The Northwestern is one of the most successful boats in the crab fishing fleet. It continues to meet its quota and bring in money for the crew and family; the vessel won both the tonnage and price titles in both the final king crab derby in 2005 and the final opilio crab derby in 2006, and as a result, her share of the available quota under the new IFQ fishing rules is among the largest in the fleet. The vessel has become popular and very recognizable due to it being prominently featured in the Discovery Channel series Deadliest Catch.
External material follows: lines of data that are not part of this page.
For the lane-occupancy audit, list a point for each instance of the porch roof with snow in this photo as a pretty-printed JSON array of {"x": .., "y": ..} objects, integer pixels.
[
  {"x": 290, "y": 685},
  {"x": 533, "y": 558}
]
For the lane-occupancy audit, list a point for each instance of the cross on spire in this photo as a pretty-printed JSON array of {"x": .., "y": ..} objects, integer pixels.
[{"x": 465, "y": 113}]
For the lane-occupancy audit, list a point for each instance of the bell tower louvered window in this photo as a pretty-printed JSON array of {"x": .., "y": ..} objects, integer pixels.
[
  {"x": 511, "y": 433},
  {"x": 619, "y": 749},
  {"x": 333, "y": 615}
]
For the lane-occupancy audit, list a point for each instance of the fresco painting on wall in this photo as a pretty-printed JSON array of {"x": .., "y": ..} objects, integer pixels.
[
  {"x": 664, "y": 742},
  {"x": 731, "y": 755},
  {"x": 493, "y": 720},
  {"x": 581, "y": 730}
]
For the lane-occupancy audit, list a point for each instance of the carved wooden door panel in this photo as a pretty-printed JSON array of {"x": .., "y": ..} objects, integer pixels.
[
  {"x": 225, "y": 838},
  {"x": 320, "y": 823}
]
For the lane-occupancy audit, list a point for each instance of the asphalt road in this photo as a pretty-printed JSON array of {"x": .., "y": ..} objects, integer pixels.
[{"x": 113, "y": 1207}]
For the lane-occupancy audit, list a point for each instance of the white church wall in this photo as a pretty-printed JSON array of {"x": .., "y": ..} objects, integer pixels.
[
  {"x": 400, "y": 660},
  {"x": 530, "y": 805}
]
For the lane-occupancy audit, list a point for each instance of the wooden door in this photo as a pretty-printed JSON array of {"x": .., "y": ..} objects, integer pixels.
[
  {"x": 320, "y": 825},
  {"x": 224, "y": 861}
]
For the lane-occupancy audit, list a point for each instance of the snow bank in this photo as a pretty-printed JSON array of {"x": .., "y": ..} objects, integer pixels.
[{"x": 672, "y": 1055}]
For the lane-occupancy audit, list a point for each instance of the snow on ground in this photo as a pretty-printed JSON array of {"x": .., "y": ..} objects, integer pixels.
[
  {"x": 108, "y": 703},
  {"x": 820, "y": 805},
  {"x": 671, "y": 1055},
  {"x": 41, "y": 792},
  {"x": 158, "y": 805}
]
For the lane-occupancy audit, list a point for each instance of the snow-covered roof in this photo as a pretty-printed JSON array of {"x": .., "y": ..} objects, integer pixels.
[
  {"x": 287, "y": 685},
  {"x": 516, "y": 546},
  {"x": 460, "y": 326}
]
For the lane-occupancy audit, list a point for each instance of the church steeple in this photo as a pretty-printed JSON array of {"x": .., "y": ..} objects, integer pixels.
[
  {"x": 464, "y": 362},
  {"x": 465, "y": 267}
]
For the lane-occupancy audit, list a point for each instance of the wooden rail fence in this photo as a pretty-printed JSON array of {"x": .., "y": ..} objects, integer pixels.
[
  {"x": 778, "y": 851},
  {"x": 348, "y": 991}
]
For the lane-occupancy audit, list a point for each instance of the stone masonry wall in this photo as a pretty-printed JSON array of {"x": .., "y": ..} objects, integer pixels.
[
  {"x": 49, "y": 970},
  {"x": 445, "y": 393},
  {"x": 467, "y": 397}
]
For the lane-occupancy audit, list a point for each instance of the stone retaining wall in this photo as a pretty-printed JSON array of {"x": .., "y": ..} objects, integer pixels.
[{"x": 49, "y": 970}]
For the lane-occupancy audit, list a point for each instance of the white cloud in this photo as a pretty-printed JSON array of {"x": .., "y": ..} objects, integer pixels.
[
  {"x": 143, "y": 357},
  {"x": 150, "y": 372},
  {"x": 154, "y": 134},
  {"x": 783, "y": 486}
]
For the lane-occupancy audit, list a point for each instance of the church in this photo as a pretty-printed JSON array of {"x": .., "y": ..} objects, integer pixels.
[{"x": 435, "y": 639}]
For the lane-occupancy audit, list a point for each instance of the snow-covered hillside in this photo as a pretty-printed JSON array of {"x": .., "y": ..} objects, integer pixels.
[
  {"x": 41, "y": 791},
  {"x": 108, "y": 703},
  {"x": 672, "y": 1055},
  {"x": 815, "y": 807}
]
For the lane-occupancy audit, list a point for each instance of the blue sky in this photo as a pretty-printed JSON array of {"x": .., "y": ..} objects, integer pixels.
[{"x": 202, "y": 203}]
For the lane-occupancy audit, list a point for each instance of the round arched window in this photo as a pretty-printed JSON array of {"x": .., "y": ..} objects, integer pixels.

In addition to the Hansen brothers, the remainder of the crew includes longtime deckhands Matt Bradley and Nick Mavar, Jr. Nick's nephew, Jake Anderson, earned full-share deckhand status on the Northwestern during the 2009 Opilio season and he continued to fish on the boat several more seasons before taking over as captain of the FV Saga in 2014. Karl Rasmussen, the grandson of one of the Northwestern's quota leasers, joined the crew in 2014. Sig's daughter Mandy has fished on the boat during salmon season, and she has been an intermittent crew member during crab seasons. In the 2016 red king crab season, Sig's son-in-law, Clark Pederson (Mandy's husband), became the latest to join the Northwestern crew. During the middle of the 2018 opilio season, Mandy has started training under her father to become the Northwestern's relief captain. She joined the crew full-time as a captain-in-training sometime prior to the start of the 2018 king crab season, with Sig grooming her to one day take over the family business. In the summer of 2019, Mandy and Clark alternated to run the boat, for salmon tendering.
The Hansen brothers, owners/operators of the Northwestern, endorsed a brand of Russian King Crab being sold at discount chains such as Walmart. The decision to put the Northwestern name and colors on a non-Alaskan product has caused some controversy in the Alaskan fishing community, which the Hansens addressed in a November 2007 press release. In the press release, the Hansens noted that 50-70 percent of Alaskan King Crab was purchased by Japan and never reached U.S. stores or restaurants; by bringing Russian King Crab to the American market, the Hansens hoped that the increased demand for King Crab would benefit the Alaskan fishing fleet by raising the price of King Crab overall.